9. For the redemption of society a new evangelism is needed. The new evangelism will not emphasize the interest of the individual; it will rather emphasize the truth that the individual can only be saved when he identifies his own welfare with the welfare of his fellow men. And it will not try to win men by offering them ease and safety and comfort, but rather by showing them how tremendous are the tasks before them; what a mighty work there is to do in delivering this world from the bondage of corruption and selfishness; what hardship and toil and sacrifice are needed; but how sure the victory is for those who are able to believe the word of Jesus Christ and follow, whole-heartedly, his leadership.

Such are the characters and conditions under which the church of Jesus Christ presents herself in this new day to modern men. Her record is far from flawless; it is the necessities of logic, not the facts of history, which make her infallible. She has blundered along through the centuries, missing much of the work she was sent to do, and staining her garments not seldom with the soilure of greed and the blood of the innocent; but through all these generations the patient love of her Lord has been chastening her, and through many wanderings and stumblings she has come down to this hour. The light upon her candlestick has often grown dim, but it has never been wholly extinguished; the fire upon her altars has burned low, but it is still burning. She has not done all that she ought to have done, but she has done a large part of all that has been done to enlighten, to comfort, and to uplift humanity. And the discipline through which she has passed gives some indication of the work she has yet to do. It is not credible that a wise Providence should have kept her alive so many centuries, and should have made so much use of her in the establishment upon the earth of the kingdom of heaven, and should have led her into a constantly increasing knowledge of Himself, if he had not meant to make her his servant in the great work now waiting to be done.

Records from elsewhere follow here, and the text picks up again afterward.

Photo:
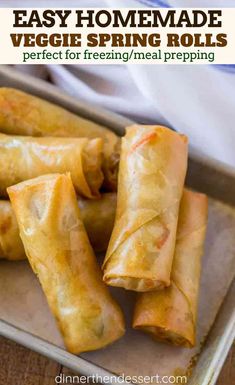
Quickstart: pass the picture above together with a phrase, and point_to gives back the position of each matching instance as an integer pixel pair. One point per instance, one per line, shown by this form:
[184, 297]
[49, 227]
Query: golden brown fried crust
[25, 114]
[151, 177]
[170, 315]
[60, 254]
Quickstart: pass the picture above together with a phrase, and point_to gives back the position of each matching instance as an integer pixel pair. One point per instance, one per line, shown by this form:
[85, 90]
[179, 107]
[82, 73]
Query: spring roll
[170, 315]
[11, 246]
[24, 157]
[25, 114]
[97, 215]
[151, 177]
[59, 252]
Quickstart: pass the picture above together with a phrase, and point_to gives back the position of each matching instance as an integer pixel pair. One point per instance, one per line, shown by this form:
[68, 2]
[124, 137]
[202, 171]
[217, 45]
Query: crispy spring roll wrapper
[151, 176]
[170, 315]
[97, 215]
[60, 254]
[11, 246]
[25, 114]
[24, 157]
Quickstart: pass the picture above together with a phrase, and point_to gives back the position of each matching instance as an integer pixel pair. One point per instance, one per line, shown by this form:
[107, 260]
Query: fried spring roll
[24, 157]
[150, 184]
[11, 246]
[97, 215]
[25, 114]
[170, 315]
[60, 254]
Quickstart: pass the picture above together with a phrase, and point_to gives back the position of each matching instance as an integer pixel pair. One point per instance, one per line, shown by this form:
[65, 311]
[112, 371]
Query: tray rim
[117, 123]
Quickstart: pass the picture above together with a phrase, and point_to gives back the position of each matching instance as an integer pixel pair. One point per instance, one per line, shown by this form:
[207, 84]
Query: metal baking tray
[204, 174]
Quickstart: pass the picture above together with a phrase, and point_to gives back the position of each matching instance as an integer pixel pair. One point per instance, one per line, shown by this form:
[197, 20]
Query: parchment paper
[23, 304]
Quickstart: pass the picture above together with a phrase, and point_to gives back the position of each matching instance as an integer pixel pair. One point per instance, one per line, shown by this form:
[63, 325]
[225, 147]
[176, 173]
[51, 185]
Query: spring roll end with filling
[171, 315]
[60, 254]
[151, 177]
[25, 157]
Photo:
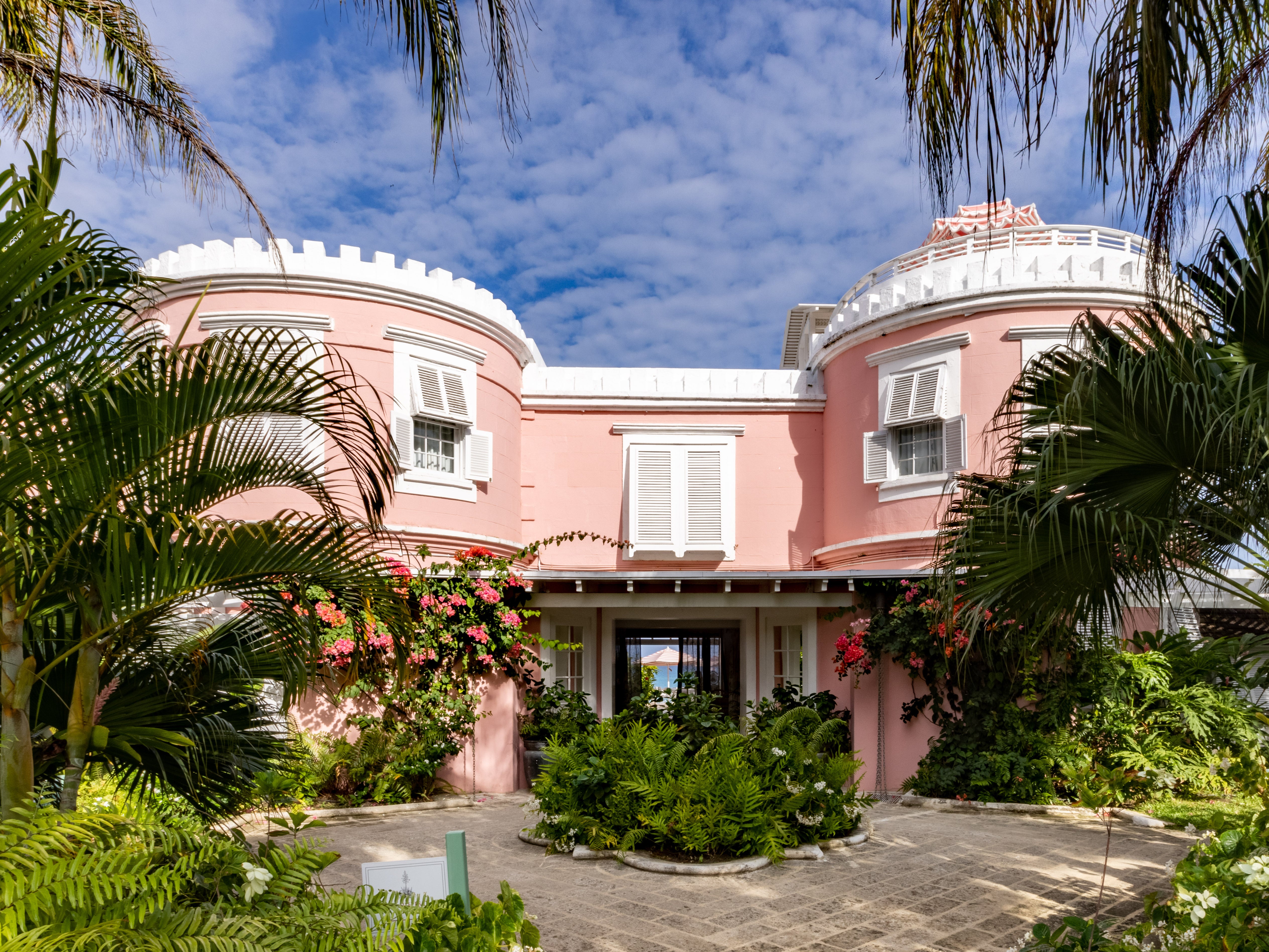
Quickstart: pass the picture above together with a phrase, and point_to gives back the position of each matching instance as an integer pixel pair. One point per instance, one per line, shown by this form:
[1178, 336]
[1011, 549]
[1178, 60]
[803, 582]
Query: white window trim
[408, 353]
[677, 438]
[767, 648]
[938, 352]
[1039, 338]
[301, 324]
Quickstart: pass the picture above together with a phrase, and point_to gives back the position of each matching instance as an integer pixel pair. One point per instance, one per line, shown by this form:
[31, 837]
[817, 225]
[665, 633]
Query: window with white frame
[787, 655]
[566, 663]
[682, 496]
[284, 436]
[919, 437]
[439, 450]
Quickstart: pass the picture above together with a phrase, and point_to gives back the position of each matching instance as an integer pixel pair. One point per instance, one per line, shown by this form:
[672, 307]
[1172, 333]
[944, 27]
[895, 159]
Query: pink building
[754, 498]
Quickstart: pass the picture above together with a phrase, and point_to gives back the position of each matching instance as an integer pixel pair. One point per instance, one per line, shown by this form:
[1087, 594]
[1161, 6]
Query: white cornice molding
[618, 404]
[931, 346]
[1041, 332]
[970, 304]
[681, 430]
[409, 336]
[291, 320]
[358, 291]
[875, 540]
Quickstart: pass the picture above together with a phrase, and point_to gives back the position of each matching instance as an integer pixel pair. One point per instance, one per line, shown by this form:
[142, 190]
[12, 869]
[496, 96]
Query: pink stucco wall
[989, 366]
[574, 462]
[358, 337]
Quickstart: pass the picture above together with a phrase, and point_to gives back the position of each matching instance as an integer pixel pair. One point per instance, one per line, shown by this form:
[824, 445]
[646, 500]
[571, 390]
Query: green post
[456, 867]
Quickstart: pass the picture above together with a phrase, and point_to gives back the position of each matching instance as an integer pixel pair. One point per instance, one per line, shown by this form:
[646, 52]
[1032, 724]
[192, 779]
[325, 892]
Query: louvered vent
[432, 399]
[877, 456]
[654, 518]
[956, 456]
[455, 395]
[915, 396]
[705, 499]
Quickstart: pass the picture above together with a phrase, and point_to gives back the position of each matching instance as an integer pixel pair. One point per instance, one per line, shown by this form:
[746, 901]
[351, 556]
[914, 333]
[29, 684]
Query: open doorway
[668, 653]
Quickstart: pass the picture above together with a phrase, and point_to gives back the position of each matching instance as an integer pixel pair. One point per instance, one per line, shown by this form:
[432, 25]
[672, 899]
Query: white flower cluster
[1255, 872]
[1197, 903]
[257, 881]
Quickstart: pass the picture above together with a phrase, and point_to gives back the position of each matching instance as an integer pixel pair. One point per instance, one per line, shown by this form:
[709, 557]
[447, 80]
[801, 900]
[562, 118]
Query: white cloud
[689, 172]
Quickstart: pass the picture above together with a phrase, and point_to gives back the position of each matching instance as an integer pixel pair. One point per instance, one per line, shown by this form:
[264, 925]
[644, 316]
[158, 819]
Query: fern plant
[626, 784]
[106, 881]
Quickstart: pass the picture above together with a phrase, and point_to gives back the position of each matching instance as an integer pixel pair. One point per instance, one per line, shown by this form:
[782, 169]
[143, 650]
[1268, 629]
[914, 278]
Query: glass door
[702, 661]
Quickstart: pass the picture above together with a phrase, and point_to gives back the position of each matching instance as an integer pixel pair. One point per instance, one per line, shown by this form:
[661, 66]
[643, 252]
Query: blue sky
[688, 172]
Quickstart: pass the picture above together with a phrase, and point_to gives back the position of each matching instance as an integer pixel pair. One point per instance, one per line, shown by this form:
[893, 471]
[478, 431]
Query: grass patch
[1201, 812]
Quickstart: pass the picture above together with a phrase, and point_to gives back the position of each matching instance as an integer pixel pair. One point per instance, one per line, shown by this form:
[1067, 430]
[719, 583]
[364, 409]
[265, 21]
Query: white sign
[413, 878]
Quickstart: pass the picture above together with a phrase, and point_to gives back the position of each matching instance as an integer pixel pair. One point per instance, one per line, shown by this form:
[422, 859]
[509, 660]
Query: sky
[687, 172]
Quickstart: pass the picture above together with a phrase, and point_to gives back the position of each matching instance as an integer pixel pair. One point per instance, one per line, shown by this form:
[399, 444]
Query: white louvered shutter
[403, 436]
[877, 456]
[900, 404]
[456, 398]
[705, 499]
[429, 399]
[956, 450]
[480, 456]
[915, 396]
[928, 394]
[292, 438]
[654, 497]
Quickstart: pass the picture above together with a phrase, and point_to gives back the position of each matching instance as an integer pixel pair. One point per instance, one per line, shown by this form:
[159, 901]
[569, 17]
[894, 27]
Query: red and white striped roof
[970, 219]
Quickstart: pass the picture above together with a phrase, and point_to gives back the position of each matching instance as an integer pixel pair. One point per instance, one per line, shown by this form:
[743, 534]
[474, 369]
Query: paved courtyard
[928, 880]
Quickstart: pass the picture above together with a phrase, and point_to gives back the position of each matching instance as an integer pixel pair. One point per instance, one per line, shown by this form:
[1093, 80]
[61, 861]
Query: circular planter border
[728, 867]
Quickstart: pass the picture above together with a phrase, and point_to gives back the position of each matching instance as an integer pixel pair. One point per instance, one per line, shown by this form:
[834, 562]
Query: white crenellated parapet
[1058, 258]
[245, 263]
[671, 388]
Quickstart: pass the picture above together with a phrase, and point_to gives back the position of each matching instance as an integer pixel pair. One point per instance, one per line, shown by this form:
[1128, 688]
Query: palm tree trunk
[83, 711]
[17, 677]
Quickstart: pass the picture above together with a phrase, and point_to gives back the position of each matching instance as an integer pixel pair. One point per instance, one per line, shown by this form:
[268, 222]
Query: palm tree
[1176, 93]
[94, 65]
[1134, 460]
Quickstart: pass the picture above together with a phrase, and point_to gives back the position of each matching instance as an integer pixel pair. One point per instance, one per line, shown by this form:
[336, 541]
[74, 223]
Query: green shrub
[1220, 901]
[108, 883]
[556, 711]
[999, 757]
[696, 716]
[785, 699]
[627, 784]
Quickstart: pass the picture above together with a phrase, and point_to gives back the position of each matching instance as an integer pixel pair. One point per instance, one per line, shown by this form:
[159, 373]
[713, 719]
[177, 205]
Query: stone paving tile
[928, 881]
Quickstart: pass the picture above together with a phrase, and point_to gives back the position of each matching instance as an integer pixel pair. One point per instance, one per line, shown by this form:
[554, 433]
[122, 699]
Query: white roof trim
[871, 540]
[682, 430]
[931, 346]
[409, 336]
[1041, 332]
[292, 320]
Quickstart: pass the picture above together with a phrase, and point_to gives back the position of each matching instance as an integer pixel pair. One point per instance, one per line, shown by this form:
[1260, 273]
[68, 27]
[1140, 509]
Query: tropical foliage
[627, 785]
[555, 711]
[1023, 719]
[107, 881]
[1220, 901]
[96, 68]
[1131, 462]
[1176, 94]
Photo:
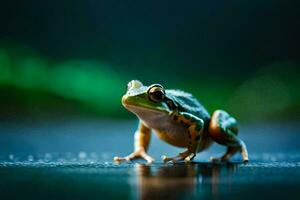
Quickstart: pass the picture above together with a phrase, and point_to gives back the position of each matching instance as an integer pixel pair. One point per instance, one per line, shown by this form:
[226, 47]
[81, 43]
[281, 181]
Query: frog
[178, 119]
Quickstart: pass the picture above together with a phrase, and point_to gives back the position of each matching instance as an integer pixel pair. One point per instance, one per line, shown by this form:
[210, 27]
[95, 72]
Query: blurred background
[64, 66]
[62, 58]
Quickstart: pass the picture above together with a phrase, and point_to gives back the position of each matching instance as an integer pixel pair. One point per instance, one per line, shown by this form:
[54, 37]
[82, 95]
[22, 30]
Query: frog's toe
[120, 159]
[214, 159]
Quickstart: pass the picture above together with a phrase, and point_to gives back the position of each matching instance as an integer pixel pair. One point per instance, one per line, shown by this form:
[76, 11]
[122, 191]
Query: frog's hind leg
[141, 144]
[197, 141]
[224, 129]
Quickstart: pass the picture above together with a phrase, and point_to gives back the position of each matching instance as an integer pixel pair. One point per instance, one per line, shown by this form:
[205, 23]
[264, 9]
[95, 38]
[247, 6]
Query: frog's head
[144, 100]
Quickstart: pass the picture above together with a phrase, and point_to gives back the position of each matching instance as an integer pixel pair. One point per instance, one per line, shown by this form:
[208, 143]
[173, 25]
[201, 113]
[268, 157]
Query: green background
[75, 57]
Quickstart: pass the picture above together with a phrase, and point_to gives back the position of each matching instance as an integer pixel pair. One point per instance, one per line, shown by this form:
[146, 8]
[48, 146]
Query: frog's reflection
[181, 180]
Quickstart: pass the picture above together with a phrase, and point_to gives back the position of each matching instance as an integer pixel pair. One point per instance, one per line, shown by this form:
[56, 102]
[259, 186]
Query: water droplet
[82, 155]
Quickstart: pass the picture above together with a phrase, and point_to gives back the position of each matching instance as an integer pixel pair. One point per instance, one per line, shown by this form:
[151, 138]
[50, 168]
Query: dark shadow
[181, 180]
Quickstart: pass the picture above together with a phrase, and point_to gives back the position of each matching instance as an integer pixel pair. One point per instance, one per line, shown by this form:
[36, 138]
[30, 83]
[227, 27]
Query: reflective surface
[73, 160]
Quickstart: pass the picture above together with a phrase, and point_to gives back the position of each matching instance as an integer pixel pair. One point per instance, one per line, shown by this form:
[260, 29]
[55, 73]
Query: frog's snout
[125, 100]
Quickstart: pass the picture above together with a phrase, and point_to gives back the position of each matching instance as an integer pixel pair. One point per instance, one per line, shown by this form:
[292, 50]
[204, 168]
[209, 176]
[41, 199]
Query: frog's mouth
[143, 108]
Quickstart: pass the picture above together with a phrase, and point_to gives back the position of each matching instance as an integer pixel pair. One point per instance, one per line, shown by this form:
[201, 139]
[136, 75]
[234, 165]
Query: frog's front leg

Her hour has come, and her task lies before her. It might be urged that she ought to have been better fitted for her work before she was called to undertake it; but that is not God's way. We get our preparation for great work in the work itself. We are called from the sheepfolds to lead the armies of Israel. We are sent out with a few loaves and fishes to feed the multitude. Our powers are developed and our resources are multiplied by using them. And though the church is far from having the equipment she needs for the redemption of society, the power and the wisdom will come when the work is bravely undertaken.

To whom, now, does this great enterprise of social redemption make its strongest appeal? It ought to appeal to all good men and women. It ought to enlist the powers of those who are in the meridian of their strength. The men whose vision has been widened and whose wills have been invigorated in the great undertakings of industry and commerce ought to find in this proposition something worthy of their powers. It ought, also, to stir the hearts of those who have labored hard and waited long for the coming of the kingdom to hear a great voice saying, "Now is the accepted time: behold! now is the day of salvation!" To many of those who have not much longer to live life never seemed a thing so fair as it is to-day.

But this great appeal ought most strongly to lay hold upon the hearts of the young men and women of this generation. The enterprise is mainly theirs. If the new reformation comes, they will lead it on. If society is redeemed, it will be by their toil and sacrifice. If the church ever learns its business, it will be under their tuition. And it must be by their voices, chiefly, that the new evangel will be proclaimed.